Professional courtesy?

The final showdown is gloriously absurd. Wade and Luke act as bait, standing exposed at the cliff’s edge until the Car charges them. At the last second, they leap aside, and the Car rockets over the cliff, right into Amos’s dynamite blast. For a moment, it seems destroyed… but Luke swears he saw a demonic face in the explosion. Nobody wants to believe him. Denial is easier—until the end credits, when we hear that familiar horn in Los Angeles.

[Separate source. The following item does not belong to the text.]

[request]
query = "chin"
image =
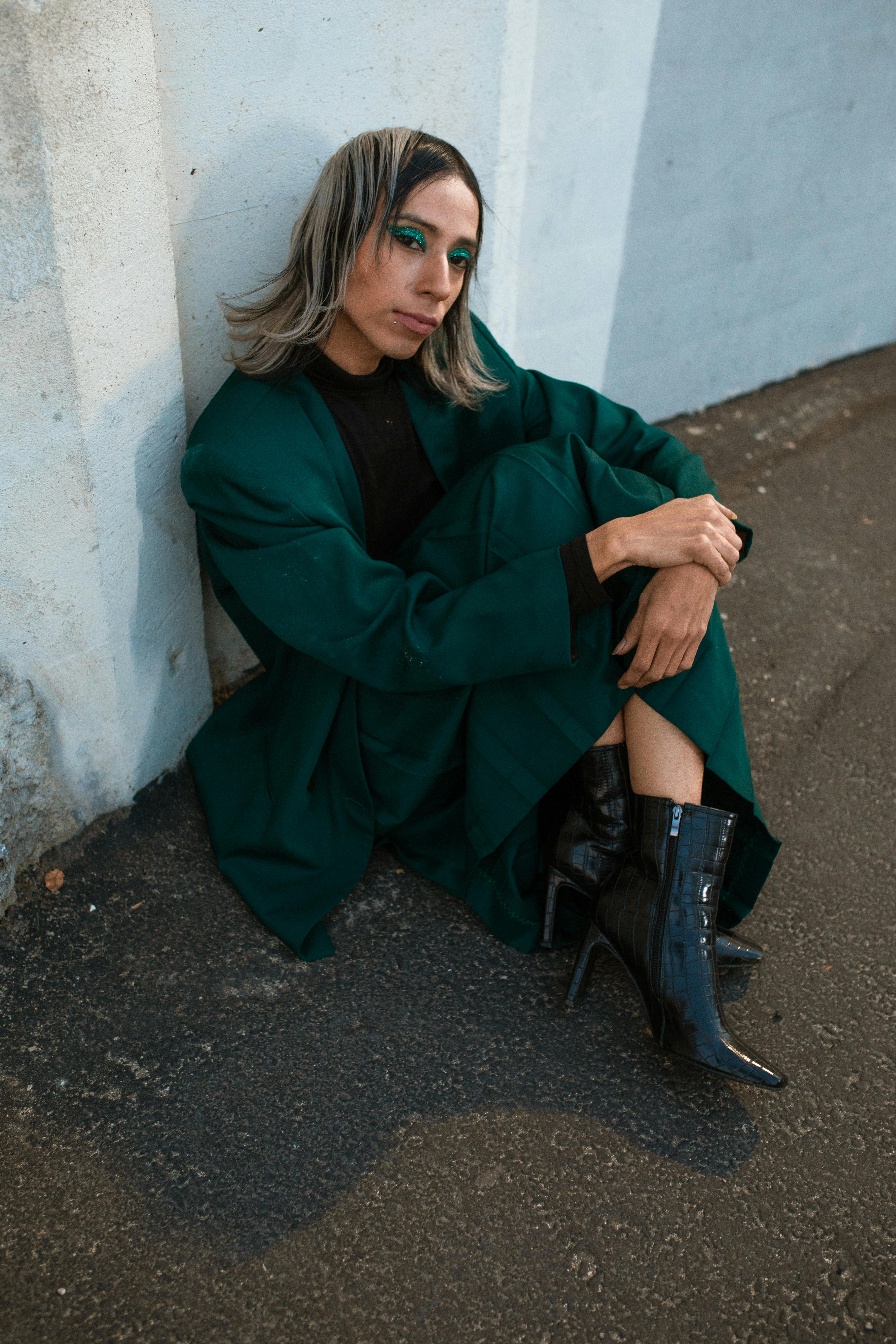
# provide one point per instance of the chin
(401, 346)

The Devil is in the details.

The cast does fine work grounding the ridiculousness. Brolin is especially good as a man forced from being a simple local cop into a supernatural warrior, while Cox brings quiet tragedy to the role of a man who knows he’s failing in his duty. Kathleen Lloyd is charming, and her abrupt removal from the story still shocks. Armstrong plays Amos with just the right amount of greasy menace.  And one cannot overstate the importance of Leonard Rosenman’s eerie score. Its atonal brass stabs, combined with the Car’s guttural engine roar and hellish horn blasts, give the film an aural personality as distinct as Jaws’s two-note motif. Visually, the customized 1971 Lincoln Continental Mark III—designed by George Barris of Adam West Batmobile fame—is a work of sinister beauty: all low-slung menace, razor-thin windows, and matte-black intimidation.

Note: Those of you who haven’t had the privilege of seeing this film yet may have seen The Car when it appeared in an episode of Futurama that had Bender turning into a WereCar.

Want more proof that The Car is a movie worth checking out?  Kenner designed a game for children at home to play, and what I gather from the description is that kids placed objects at the bottom of the ramp, and each spin of the wheel brought The Car closer until one object would finally trigger The Car's deadly run.  Sadly, the objects are just stop signs, park benches and pylons and not hitchhikers or pretty school teachers.  Even sadder is the fact that Kenner cancelled production plans, so this game never saw the toy store shelves.

 

I would have killed for this toy.

In the end, The Car may not have Spielberg’s craftsmanship, but it delivers a gloriously absurd, desert-set horror show where a honking demon on four wheels mows down anything in its path. It’s part Jaws, part Saturday matinee schlock—and all the more fun for it.